Danis Rose, who has been working for 16 years on a critical edition of Finnegans Wake, believes that Joyce began and abandoned a collection of stories, Finn's Hotel, in 1923. He then went on to write Finnegans Wake and did not return to the intermediate work until 1938, when he stitched parts into his new epic.

Mr Rose, who has assembled a 100-page book which he believes is as close as possible to the original, said: 'Joyce buried the dismembered limbs of the hidden work in the vast humus that is Finnegans Wake.'

The material has never been seen in this form or sequence and even the fragments would be familiar to only a dozen Joycean scholars.

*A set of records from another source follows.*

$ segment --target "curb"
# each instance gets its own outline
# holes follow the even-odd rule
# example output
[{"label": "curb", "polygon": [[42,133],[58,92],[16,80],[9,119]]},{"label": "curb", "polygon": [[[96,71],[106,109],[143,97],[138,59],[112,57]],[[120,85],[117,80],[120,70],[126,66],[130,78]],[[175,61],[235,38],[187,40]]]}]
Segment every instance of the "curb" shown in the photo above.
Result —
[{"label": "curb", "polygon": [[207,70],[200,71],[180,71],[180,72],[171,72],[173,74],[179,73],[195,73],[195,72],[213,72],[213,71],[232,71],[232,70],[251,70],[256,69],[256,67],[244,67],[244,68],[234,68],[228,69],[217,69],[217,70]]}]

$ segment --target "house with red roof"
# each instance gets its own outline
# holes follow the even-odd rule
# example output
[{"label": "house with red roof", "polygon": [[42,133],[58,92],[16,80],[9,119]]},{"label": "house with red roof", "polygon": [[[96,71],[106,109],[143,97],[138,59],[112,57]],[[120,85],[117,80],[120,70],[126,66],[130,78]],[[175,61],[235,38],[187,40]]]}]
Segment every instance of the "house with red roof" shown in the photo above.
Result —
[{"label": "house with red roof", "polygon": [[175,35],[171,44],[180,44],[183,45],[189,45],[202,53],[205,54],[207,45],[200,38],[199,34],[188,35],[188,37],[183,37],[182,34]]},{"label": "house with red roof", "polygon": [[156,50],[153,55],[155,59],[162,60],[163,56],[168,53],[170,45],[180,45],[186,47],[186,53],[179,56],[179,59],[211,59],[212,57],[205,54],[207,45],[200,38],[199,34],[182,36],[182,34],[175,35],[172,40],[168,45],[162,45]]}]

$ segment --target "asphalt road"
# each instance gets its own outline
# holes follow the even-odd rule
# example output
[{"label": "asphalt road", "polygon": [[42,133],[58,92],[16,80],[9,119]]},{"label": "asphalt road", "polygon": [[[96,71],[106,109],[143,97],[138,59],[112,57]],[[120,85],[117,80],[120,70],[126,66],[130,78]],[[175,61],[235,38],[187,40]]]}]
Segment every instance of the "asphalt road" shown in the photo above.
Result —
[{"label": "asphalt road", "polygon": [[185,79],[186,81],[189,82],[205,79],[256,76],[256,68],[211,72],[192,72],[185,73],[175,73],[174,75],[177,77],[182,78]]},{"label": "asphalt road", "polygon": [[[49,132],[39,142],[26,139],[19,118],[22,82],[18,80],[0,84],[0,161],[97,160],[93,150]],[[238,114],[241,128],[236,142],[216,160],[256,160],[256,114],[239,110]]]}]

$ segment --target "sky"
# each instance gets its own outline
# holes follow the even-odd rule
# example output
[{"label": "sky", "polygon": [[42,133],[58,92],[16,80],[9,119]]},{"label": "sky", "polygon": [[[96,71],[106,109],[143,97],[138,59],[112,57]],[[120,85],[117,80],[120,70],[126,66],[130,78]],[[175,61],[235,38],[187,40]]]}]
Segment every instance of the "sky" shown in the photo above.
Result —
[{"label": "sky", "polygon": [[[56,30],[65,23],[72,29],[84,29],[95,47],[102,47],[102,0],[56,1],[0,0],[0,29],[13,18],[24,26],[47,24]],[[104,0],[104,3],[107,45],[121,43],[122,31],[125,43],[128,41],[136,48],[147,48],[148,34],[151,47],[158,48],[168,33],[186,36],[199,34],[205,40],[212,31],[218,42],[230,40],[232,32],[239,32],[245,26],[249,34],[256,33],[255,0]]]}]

His discovery was based on analysis of documents which were believed to be work in progress for the Wake.

Finn's Hotel will be published by Viking, which paid 'a healthy five-figure sum' for it, next spring. The stories deal with incidents from the mythology and history of Ireland, from legends of St Patrick to the tale of Tristan and Isolde. Mr Rose said one of the stories, about the four annalists who are guardians of Irish history, 'vies with Joyce's earlier The Dead as the most accomplished piece of short prose fiction ever written'.

Finn's Hotel was 'not written in the dense, all but impenetrable language of the Wake or even of Ulysses. It is extremely lucid and eminently readable, parallel to Dubliners but universal, transcending the provincial bounds of those stories. It is Dubliners for the whole world.'

Finn's Hotel was until now believed to be only an earlier title for Wake, and the stories themselves merely focal points or 'nodes' for the body of Finnegans Wake. But Mr Rose said that the nodes were inserted in a 'cannibalised, clumsy and distorted version' into the later book and 'stick out like sore thumbs'.

Each Finn's Hotel story was refined to a level beyond the fragments that were cannibalised for the Wake. On its own, Finn's Hotel was a beautifully written work; squeezing parts of it into Finnegans Wake 'arguably spoilt both books'.

The book was also significant, as marking the middle ground between Ulysses and Finnegans Wake, which clearly entailed a new intellectual departure. Mr Rose said: 'Between the 'Day Book', Ulysses, and the 'Night Book', Finnegans Wake, Finn's Hotel is the 'Twilight Book'.' While it illuminated this transitional phase, it was also obviously separate. 'Even where characters have the same name as they do in Finnegans Wake - such as the hero Earwicker (pronounced Erica) - they are quite different people.' The existence of this volume follows the pattern of the rest of Joyce's career, of writing a major book and then a minor one. The title comes from the hotel at which Joyce's wife-to-be, Nora Barnacle, was working when Joyce first met her, and the discovery clarifies Joyce's assertion in a letter that he had named his new book as a tribute to his wife.